Lifetime policies are especially popular with parents who have special needs children or adults who want to leave a legacy of some sort for their family or a charity. The main lifetime policies are guaranteed universal and whole life. Guaranteed universal policies don’t grow over time, but the premiums also don’t change. Whole life premiums may stop at age 70, but they’re higher than guaranteed life before that. The death benefit with whole life, however, can grow over time. These plans may also allow policyholders to take out a certain amount of money or borrow it as a loan.
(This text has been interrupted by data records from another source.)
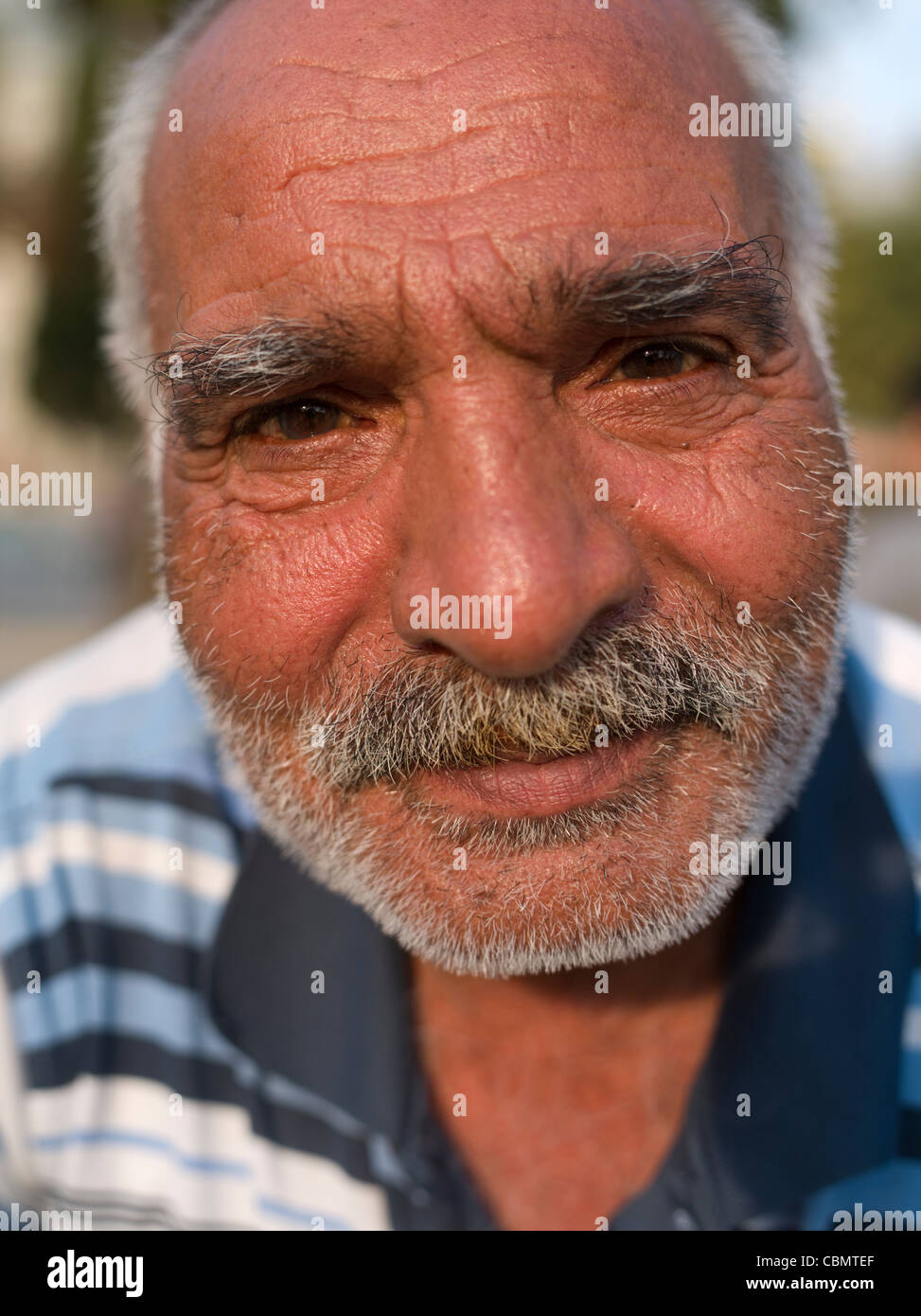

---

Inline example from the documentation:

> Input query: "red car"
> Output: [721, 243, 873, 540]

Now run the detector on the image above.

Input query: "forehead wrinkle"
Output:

Today, some life insurance policies offer even more benefits. They might double as long-term care insurance or provide “living benefits” after certain chronic illnesses are diagnosed. Kiplinger shares the example of a woman who had a debilitating case of Lyme disease. Using her life insurance reduced her death benefit by about $150,000, but it put $50,000 in her pocket to help her get treatment. Ask your broker about the terms of living benefits and chronic illness riders.
Life insurance plans are always evolving and changing. For example, some companies are starting to offer extra benefits for people who use fitness trackers. You can expect more changes in the years to come as technology continues to integrate with insurance.
How Life Insurance Evolves Through Life
As your employees age and move through different stages of life, their life insurance needs will also change. A married employee with multiple children would probably want a much bigger policy than an unmarried employee might, for example. Often, younger employees prefer term life insurance because the policy is just filling a gap until their children are financially independent and they’ve built enough retirement savings to cover the bills if something happens.
The term policy does come with risks, however. If your employees’ children find themselves in student loan debt or if their retirement plans don’t go as expected, they might wish their term lasted longer. Once the term runs out, trying to extend it could mean the difference between paying $360 a year at year 20 and $6,900 a year at year 21, Kiplinger explains. That’s why it’s important to look into extending plans before the term ends. It’s even possible to convert a term plan into a lifetime policy — but that’s more likely within the first 10 to 15 years of the term.
If an employee is still healthy, they might be able to get a new term (or even a new lifetime) policy for relatively low rates. Cash values can be higher and premiums lower if an employee gets a plan before the age of 50. But sometimes a young person can’t afford the premiums of a lifetime plan with a large cash benefit. That’s why some experts recommend layering plans.
Getting a 20-year term at a young age offers employees timely benefits when their income is lower and their family might be growing. Adding a lifetime plan on top of that may deliver a lower death benefit, but it will still provide some help after your employees are more financially stable.
Life insurance needs will shift over time, but the importance of life insurance doesn’t change throughout your employees’ lives. That’s why small businesses should consider adding life insurance as an extra benefit. Covering part of the premium will make for an even more attractive benefits package for potential new hires.